Monday, September 14, 2009

uggh. school is starting to get to me...still, im on top of my work...so yay.
only thing im really looking forward to is dancing my butt off tomorrow...for 2 hours and 45 minutes. the next day is an easy one, only 2 hours. halleluja. my life is so great.

so im not really sure how im feeling. i think i did something that may or may not end up blowing up in my face...if it doenst, itll be great, but if it does i am dead dead dead. i guess you just have to take risks in life sometimes. but im getting a feeling this is a risk i could have lived without taking.

my feet kill right now.

and i am very hungry. i had a peice of toast for breakfast, and two peices of toast for lunch. hmmm. not a very balanced diet.....i should fix that, but im too lazy. haha.

im just exhausted...from everything. sleep deprivation, hard work, excercise, and social stress. blaahhh.

i guess i just feel... i dont even know...

im trying to figure out who i am, and who i want to be. and i just dont see anything...i have an idea of things i want to do, except not since im soo confused...but right now im just lost. what do i believe? how do i feel about stuff? what is my reaction to that? who the heck am i?? its not really set. i could be whatever i want to be. i could be shy or stupid or smart or outgoing or slutty or conservative if i wanted to be...ive always felt like i knew who i was and what i was like, and i could write a description of my characteristics noo problemm... now i dont know. i dont even know if im tall or short, thin or in need of losing a few. i dont know my own mind, and ive always been so opinionated and certain of everything.

all i know is i love music.

i dont know if i can say anything else about myself for certain.

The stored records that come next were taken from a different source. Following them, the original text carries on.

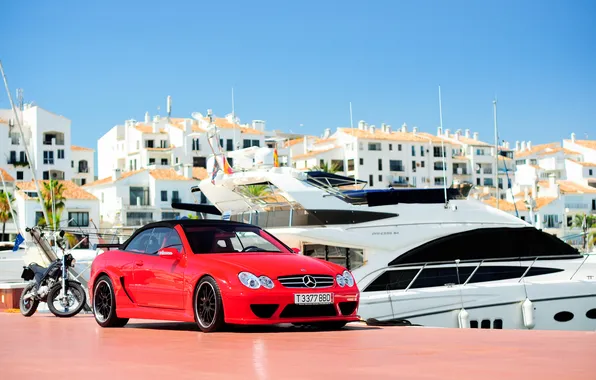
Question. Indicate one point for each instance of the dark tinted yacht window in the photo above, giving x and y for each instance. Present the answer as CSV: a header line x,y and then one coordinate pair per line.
x,y
433,277
488,243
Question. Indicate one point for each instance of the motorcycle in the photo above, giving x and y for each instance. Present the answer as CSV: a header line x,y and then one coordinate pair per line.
x,y
65,297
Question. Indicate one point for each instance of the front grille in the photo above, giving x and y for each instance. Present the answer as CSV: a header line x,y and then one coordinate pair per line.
x,y
263,310
307,311
297,281
347,308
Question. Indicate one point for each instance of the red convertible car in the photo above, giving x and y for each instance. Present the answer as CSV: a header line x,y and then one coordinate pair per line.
x,y
217,272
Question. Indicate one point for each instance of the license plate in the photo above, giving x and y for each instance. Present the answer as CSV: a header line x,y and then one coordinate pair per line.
x,y
313,298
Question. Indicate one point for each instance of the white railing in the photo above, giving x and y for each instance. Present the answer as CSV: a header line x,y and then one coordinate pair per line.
x,y
479,262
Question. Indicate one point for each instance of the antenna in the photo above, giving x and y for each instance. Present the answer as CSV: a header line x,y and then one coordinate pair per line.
x,y
20,103
496,151
169,106
31,162
444,154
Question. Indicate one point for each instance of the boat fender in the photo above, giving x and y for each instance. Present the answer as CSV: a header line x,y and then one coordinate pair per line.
x,y
463,319
528,314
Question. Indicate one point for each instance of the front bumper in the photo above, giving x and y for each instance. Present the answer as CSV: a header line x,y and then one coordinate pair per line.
x,y
263,306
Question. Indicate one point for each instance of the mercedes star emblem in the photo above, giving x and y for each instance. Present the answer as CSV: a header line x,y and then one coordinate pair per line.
x,y
309,281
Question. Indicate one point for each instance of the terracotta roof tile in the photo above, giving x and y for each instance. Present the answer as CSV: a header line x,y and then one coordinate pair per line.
x,y
222,122
199,173
313,153
167,175
535,150
7,177
586,164
590,144
520,205
106,180
81,148
420,137
71,190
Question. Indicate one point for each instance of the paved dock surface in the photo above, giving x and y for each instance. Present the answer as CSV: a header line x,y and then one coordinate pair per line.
x,y
44,346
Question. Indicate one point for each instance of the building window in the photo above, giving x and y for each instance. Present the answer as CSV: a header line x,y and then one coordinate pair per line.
x,y
139,196
350,164
195,144
396,166
199,162
78,219
48,157
374,146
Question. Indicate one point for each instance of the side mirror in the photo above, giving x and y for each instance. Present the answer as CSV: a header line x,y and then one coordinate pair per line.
x,y
169,253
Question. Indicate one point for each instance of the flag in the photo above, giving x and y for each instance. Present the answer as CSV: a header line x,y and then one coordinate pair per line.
x,y
215,170
17,242
275,158
227,167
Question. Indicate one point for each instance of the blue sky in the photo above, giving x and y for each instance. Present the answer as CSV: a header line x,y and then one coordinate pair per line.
x,y
302,62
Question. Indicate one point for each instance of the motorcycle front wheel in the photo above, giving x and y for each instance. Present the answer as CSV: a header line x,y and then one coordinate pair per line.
x,y
69,305
28,306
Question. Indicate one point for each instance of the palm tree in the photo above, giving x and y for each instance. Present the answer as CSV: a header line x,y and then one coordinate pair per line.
x,y
6,200
334,168
52,195
590,222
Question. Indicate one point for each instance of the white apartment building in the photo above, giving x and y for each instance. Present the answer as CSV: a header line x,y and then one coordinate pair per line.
x,y
383,157
80,212
559,180
164,142
131,199
48,139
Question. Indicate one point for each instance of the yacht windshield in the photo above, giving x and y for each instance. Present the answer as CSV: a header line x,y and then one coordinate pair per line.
x,y
230,239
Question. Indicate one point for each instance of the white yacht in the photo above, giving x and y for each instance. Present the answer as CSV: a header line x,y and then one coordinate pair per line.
x,y
428,257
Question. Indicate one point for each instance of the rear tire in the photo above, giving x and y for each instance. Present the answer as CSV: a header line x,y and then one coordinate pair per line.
x,y
77,291
28,307
208,306
104,304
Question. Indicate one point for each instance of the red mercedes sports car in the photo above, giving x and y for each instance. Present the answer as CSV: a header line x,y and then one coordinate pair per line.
x,y
216,272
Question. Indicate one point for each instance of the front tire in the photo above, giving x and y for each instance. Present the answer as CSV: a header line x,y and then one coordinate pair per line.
x,y
104,304
75,291
28,306
208,306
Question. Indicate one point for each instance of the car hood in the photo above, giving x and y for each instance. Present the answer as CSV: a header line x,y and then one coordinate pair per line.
x,y
277,264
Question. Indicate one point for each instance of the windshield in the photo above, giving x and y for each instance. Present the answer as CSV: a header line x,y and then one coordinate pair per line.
x,y
230,239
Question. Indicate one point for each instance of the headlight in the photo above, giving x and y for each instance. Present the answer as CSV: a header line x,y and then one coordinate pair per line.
x,y
349,279
266,282
253,282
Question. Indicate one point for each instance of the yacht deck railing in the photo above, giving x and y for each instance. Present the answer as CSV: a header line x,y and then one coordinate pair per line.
x,y
479,263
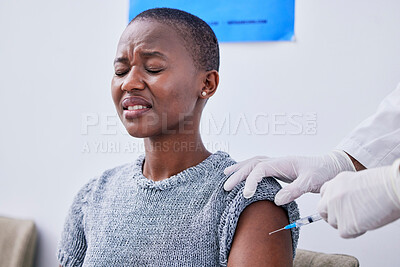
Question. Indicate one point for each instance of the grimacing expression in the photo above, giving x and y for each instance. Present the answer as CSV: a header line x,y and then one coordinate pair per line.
x,y
156,85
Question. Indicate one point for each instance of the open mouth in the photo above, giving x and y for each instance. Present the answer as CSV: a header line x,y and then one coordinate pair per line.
x,y
135,106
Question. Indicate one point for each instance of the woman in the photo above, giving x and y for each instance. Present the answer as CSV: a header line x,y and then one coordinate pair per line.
x,y
169,207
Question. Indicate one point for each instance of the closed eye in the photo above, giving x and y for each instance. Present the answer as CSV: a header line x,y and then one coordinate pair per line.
x,y
121,73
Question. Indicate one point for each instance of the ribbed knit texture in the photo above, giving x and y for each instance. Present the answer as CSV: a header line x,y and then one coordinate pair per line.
x,y
124,219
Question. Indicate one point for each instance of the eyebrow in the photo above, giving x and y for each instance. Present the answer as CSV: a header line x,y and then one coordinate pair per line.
x,y
121,60
153,54
143,54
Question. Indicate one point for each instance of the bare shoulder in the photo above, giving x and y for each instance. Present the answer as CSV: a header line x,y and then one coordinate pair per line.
x,y
253,246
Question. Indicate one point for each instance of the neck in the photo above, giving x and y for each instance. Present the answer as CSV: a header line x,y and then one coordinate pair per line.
x,y
169,155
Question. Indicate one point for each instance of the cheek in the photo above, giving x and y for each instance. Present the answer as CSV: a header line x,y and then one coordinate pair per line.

Tuesday, September 1, 2009

My Smiles

I really don't have much to blog about, so I'll just write the good things.
fresh blueberries
Pantenne shampoo and conditioner
talking on the phone with elise
new makeup
camelback waterbottles
baguettes and brie
clean, green grass
a full tank
new towels
paycheck
finishing a good book
fruit leather
fully charged phone
white dresses
clean, tight jeans
carmex
chinn chinn's
late night walks
giving rachael hand massages
bear claw
watching the stars come out
painted toes
sweating...i know thats weird but when i'm running and sweating so bad it feels amazing
looking at the moon...and crying because it is so beautiful
losing weight
complimenting strangers
hot sun
kiwi
flowers in a vase
going to south haven with mom and dad....and walking along the pier in the rain and storm
big rings
belly laughs
quelf
pictures
writing in my journal after a simple, uneventful, good good good day
waking up with a cold breeze on my back
wild rice
being alone
straightening ruth's hair
smiling
driving with the windows down
shopping with friends
bonfires
back rubs
funny stories
hearing people use big words...and knowing what they mean!!
invitations
staying up late just to sit alone in the dark, listening to the silence, the peace
singing
knowing you made someone happy
a new razor
contemplating college!!!
night lights
meowing at yappy dogs
ultimate frisbee
hanging out with mom
kisses
sunglasses
mail
the picture elise sent me!!
walking in the rain
funny stories
random texts
bad movie nights with mary beth
playing what not to wear at target
new swimming suits
visiting kim and angus
raspberry lemonade
my little neices and nephew
paintballing
canoeing
dates
dances with emily!!
pranks
capture the flag
loud music
waking up completley well-rested

well, those are the things i can think of right now that make me happy. what are your smiles?